By TASSANEE VEJPONGSA and KAWEEWIT KAEWJINDA , Associated Press
MAE SAI, Thailand (AP) — Worried that heavy monsoon rain could soon make the job even more difficult, Thai officials said Saturday that they may need to quickly rescue 12 boys and their soccer coach from a partially flooded cave by helping them make risky dives to safety.
The boys, ages 11-16, and their 25-year-old coach have been trapped for two weeks — since June 23, when they went exploring in northern Thailand's Tham Luang Nang Non cave after a practice game. Monsoon flooding cut off their escape and prevented rescuers from finding them for almost 10 days.
The only way to reach them was by navigating dark and tight passageways filled with muddy water and strong currents, as well as oxygen-depleted air.
Getting out via the same route looks like the only feasible option, but a high-risk one, Thai officials say. Experienced cave rescue experts consider an underwater escape a last resort, especially with people untrained in diving, as the boys are.
The path out is considered especially complicated because of twists and turns in narrow flooded passages.
The local governor supervising the rescue mission said Saturday that mild weather and falling water levels over the last few days had created appropriate conditions for an underwater evacuation, but that they won't last if it rains again.
Thai officials are stressing that they may have to act very soon — meaning within the next couple of days. If weather forecasts are correct, access to the cave could soon close again due to flooding from seasonal monsoon rains. Earlier efforts to pump out water from the cave have been set back every time there has been a heavy downpour.
Chiang Rai acting Gov. Narongsak Osatanakorn said authorities were waiting for two big groups of volunteer foreign divers to arrive this weekend, after which they will be ready to act quickly to bring the team members out when the conditions are right.
Narongsak said experts told him flooding from new rain could shrink the unflooded space where the boys are sheltering to just 10 square meters (108 square feet).
"I confirm that we are at war with water and time from the first day up to today," he said. "Finding the boys doesn't mean we've finished our mission. It is only a small battle we've won, but the war has not ended. The war ends when we win all three battles — the battles to search, rescue and send them home."
The boys sounded calm and reassuring in handwritten notes to their families that were made public Saturday. The notes were sent out with divers who made an 11-hour, back-and-forth journey to act as postmen.
One of the boys, identified as Tun, wrote: "Mom and Dad, please don't worry, I am fine. I've told Yod to get ready to take me out for fried chicken. With love."
"Don't be worried, I miss everyone. Grandpa, Uncle, Mom, Dad and siblings, I love you all. I'm happy being here inside, the navy SEALS have taken good care. Love you all," wrote Mick.
"Night loves Dad and Mom and brother, don't worry about me. Night loves you all," wrote Night, in the Thai manner of referring to one's self in the third person.
The most touching note came from one whose name was not clear: "I'm doing fine, but the air is a little cold, but don't worry. Although, don't forget to set up my birthday party."
Another, of indistinct origin, asked their teacher not to give them a lot of homework.
In a letter of his own, the coach, Ekapol Chanthawong, apologized to the boys' parents for the ordeal.
"To the parents of all the kids, right now the kids are all fine, the crew are taking good care. I promise I will care for the kids as best as possible.

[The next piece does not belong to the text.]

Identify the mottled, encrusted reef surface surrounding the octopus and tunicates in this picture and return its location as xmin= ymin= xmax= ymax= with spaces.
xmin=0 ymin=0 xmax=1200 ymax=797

I want to say thanks for all the support and I want to apologize to the parents," he wrote.
An update Saturday from the Thai navy said three navy SEALs were with the boys and their coach, one a doctor. The 13 are having health evaluations and rehabilitation, and are being taught diving skills. Food, electrolyte drinks, drinking water, medicine and oxygen canisters have been delivered to them. A major concern of the rescuers is that oxygen levels in their safe space could fall dangerously low.
Rescuers have been unable to extend a hose pumping oxygen all the way to where the boys are, but have brought them some oxygen tanks.

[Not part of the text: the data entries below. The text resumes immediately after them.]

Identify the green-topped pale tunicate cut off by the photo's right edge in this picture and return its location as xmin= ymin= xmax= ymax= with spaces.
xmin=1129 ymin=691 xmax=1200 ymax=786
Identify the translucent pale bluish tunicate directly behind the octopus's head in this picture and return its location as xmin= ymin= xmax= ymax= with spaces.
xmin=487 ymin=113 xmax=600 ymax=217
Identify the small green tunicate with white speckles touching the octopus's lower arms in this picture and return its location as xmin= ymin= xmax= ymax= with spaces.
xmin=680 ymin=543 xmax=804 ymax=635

The death on Friday of a former Thai navy SEAL, Saman Gunan, underscored the risks of making the underwater journey. The diver, the first fatality of the rescue effort, was working in a volunteer capacity and died on a mission to place oxygen canisters along the route to where the boys and others are sheltered.
Rescuers are also pursuing other options to extract the boys, hoping that finding a shaft or drilling into the mountain in which the cave is located will lead them to a sort of backdoor entrance.
Tech billionaire Elon Musk has sent a team of engineers to Thailand to see if they can help in the rescue effort. Musk's Boring Company digs tunnels for advanced transport systems and has advanced ground-penetrating radar.
A spokeswoman for the Boring Company who declined to be named said it is in talks with the Thai government and people on the ground to determine how they could best assist their efforts.